Delague Valérie
Inserm/Aix-Marseille Université, UMR S910, Génétique Médicale et Génomique Fonctionnelle, Faculté de Médecine de la Timone, Marseille, France
NOTE: THIS PUBLICATION HAS BEEN RETIRED. THIS ARCHIVAL VERSION IS FOR HISTORICAL REFERENCE ONLY, AND THE INFORMATION MAY BE OUT OF DATE.
Charcot-Marie-Tooth neuropathy type 4H (CMT4H) is a demyelinating form of CMT that is characterized by early onset (usually before age 3 years; range: birth to age 10 years) and slow progression. The degree of distal muscle weakness and amyotrophy varies between affected individuals as does the presence or absence and severity of foot deformities, scoliosis, and sensory involvement. Neuropathic pain has not been reported. To date, findings in18 individuals with molecularly confirmed CMT4H from 13 families have been reported.
DIAGNOSIS/TESTING: CMT4H is suspected in individuals with typical findings of CMT (distal amyotrophy, foot deformities), early onset, and slow progression. Motor nerve conduction velocities (MNCVs) and sensory nerve conduction velocities (SNCVs) are abnormal. The diagnosis is established by the presence of biallelic pathogenic variants.
Often management is by a multidisciplinary team that includes neurologists, physiatrists, orthopedic surgeons, and physical and occupational therapists. Treatment is symptomatic and may include: ankle/foot orthoses (AFOs); physiotherapy (daily heel cord stretching exercises and physical activity to prevent contractures and help preserve flexibility); surgery to correct severe pes cavus deformity and/or spine deformities; and forearm crutches, canes, and/or wheelchairs for mobility. Musculoskeletal pain may be treated with acetaminophen or nonsteroidal anti-inflammatory drugs (NSAIDs). Regular (annual) evaluation to determine neurologic status and functional disability. Obesity because it makes walking more difficult; medications that are toxic or potentially toxic to persons with CMT.
CMT4H is inherited in an autosomal recessive manner. At conception, each sib of an affected individual has a 25% chance of being affected, a 50% chance of being an asymptomatic carrier, and a 25% chance of being unaffected and not a carrier. Carrier testing for at-risk family members and prenatal diagnosis for pregnancies at increased risk are possible if the pathogenic variants in the family have been identified.
注意:本出版物已停用。此存档版本仅用于历史参考,信息可能过时。
夏科-马里-图思病4H型(CMT4H)是CMT的一种脱髓鞘形式,其特征为发病早(通常在3岁之前;范围:出生至10岁)且进展缓慢。受累个体的远端肌肉无力和肌萎缩程度各不相同,足部畸形、脊柱侧弯和感觉受累的有无及严重程度也存在差异。尚未有神经性疼痛的报道。迄今为止,已报告了来自13个家族的18例经分子确诊的CMT4H患者的情况。

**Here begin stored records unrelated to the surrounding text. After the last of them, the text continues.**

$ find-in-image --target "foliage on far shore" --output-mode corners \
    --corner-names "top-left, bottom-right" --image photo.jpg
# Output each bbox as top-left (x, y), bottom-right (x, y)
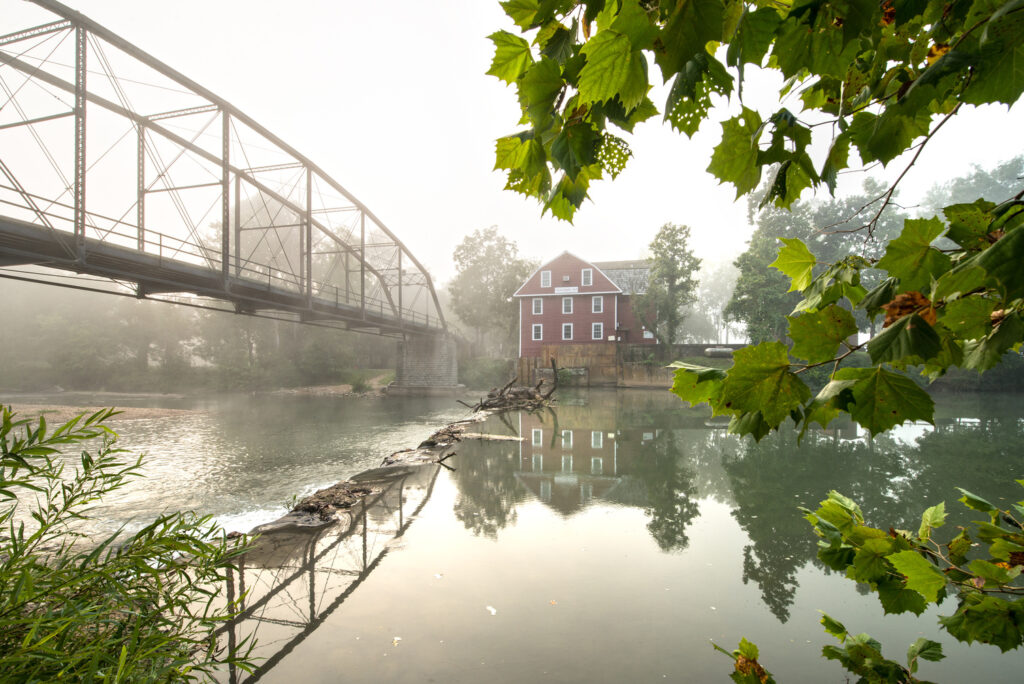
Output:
top-left (0, 408), bottom-right (250, 682)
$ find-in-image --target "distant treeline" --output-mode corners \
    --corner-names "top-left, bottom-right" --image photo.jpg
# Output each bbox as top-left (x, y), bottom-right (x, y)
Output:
top-left (0, 280), bottom-right (396, 392)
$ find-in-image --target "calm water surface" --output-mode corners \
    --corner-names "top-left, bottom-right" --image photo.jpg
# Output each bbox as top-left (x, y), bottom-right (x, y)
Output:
top-left (8, 391), bottom-right (1024, 684)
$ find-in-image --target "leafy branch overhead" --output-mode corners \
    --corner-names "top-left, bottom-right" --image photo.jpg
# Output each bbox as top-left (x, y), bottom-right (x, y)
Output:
top-left (487, 0), bottom-right (1024, 220)
top-left (490, 0), bottom-right (1024, 439)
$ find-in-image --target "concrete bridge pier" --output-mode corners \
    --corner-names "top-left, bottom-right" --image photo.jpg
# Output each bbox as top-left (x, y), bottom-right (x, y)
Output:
top-left (388, 335), bottom-right (465, 396)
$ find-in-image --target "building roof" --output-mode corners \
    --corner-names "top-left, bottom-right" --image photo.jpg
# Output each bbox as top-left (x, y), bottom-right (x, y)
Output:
top-left (594, 259), bottom-right (650, 295)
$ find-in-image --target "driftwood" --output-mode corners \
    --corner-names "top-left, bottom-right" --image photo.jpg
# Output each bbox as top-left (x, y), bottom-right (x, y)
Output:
top-left (459, 359), bottom-right (558, 412)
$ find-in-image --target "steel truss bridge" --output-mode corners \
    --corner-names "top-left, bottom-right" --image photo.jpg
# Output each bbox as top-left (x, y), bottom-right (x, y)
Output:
top-left (0, 0), bottom-right (446, 336)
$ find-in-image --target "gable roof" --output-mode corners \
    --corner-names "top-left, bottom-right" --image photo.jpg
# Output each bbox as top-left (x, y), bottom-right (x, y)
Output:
top-left (512, 252), bottom-right (623, 297)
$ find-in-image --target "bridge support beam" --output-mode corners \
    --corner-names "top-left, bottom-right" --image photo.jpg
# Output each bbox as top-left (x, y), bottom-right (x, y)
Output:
top-left (388, 335), bottom-right (464, 396)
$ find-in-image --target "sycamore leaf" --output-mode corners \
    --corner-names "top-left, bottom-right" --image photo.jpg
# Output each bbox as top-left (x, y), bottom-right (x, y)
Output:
top-left (768, 238), bottom-right (817, 292)
top-left (889, 551), bottom-right (946, 603)
top-left (835, 367), bottom-right (935, 435)
top-left (906, 637), bottom-right (945, 674)
top-left (487, 31), bottom-right (534, 85)
top-left (579, 31), bottom-right (642, 103)
top-left (918, 502), bottom-right (946, 540)
top-left (867, 313), bottom-right (942, 364)
top-left (708, 106), bottom-right (761, 198)
top-left (716, 342), bottom-right (811, 427)
top-left (786, 304), bottom-right (857, 364)
top-left (965, 228), bottom-right (1024, 299)
top-left (654, 0), bottom-right (725, 81)
top-left (669, 361), bottom-right (726, 407)
top-left (878, 217), bottom-right (949, 292)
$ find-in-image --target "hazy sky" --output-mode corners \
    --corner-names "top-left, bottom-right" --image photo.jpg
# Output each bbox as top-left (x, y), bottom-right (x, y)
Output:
top-left (0, 0), bottom-right (1024, 283)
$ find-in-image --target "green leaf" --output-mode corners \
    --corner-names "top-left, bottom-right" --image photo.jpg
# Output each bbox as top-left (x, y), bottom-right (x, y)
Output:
top-left (889, 551), bottom-right (946, 603)
top-left (834, 367), bottom-right (935, 435)
top-left (956, 487), bottom-right (999, 513)
top-left (965, 228), bottom-right (1024, 299)
top-left (487, 31), bottom-right (534, 85)
top-left (968, 558), bottom-right (1021, 588)
top-left (940, 297), bottom-right (995, 340)
top-left (669, 361), bottom-right (726, 405)
top-left (768, 238), bottom-right (817, 292)
top-left (877, 580), bottom-right (928, 615)
top-left (939, 594), bottom-right (1024, 652)
top-left (786, 304), bottom-right (857, 364)
top-left (846, 539), bottom-right (894, 582)
top-left (964, 313), bottom-right (1024, 372)
top-left (517, 57), bottom-right (565, 130)
top-left (579, 30), bottom-right (643, 109)
top-left (942, 200), bottom-right (995, 252)
top-left (551, 122), bottom-right (601, 180)
top-left (867, 313), bottom-right (942, 364)
top-left (878, 217), bottom-right (949, 292)
top-left (918, 502), bottom-right (946, 540)
top-left (906, 637), bottom-right (945, 674)
top-left (665, 52), bottom-right (732, 137)
top-left (716, 342), bottom-right (811, 427)
top-left (708, 106), bottom-right (761, 198)
top-left (821, 613), bottom-right (848, 643)
top-left (654, 0), bottom-right (725, 81)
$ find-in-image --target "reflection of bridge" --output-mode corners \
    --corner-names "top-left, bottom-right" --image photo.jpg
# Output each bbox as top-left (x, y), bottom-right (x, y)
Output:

诊断/检测:具有CMT典型表现(远端肌萎缩、足部畸形)、发病早且进展缓慢的个体疑似患有CMT4H。运动神经传导速度(MNCV)和感觉神经传导速度(SNCV)异常。通过双等位基因致病性变异的存在来确诊。
通常由包括神经科医生、物理医学与康复医生、骨科医生以及物理治疗师和职业治疗师在内的多学科团队进行管理。治疗以对症治疗为主,可能包括:踝/足矫形器(AFO);物理治疗(每日进行跟腱拉伸运动和体育活动以预防挛缩并帮助保持灵活性);矫正严重高弓足畸形和/或脊柱畸形的手术;以及用于行动的前臂拐杖、手杖和/或轮椅。肌肉骨骼疼痛可用对乙酰氨基酚或非甾体抗炎药(NSAID)治疗。定期(每年)评估以确定神经状态和功能残疾情况。肥胖会使行走更加困难;对CMT患者有毒或潜在有毒的药物。
CMT4H以常染色体隐性方式遗传。在受孕时,受累个体的每个同胞有25%的几率受到影响,50%的几率为无症状携带者,25%的几率未受影响且不是携带者。如果已确定家族中的致病性变异,则对高危家庭成员进行携带者检测以及对高风险妊娠进行产前诊断是可行的。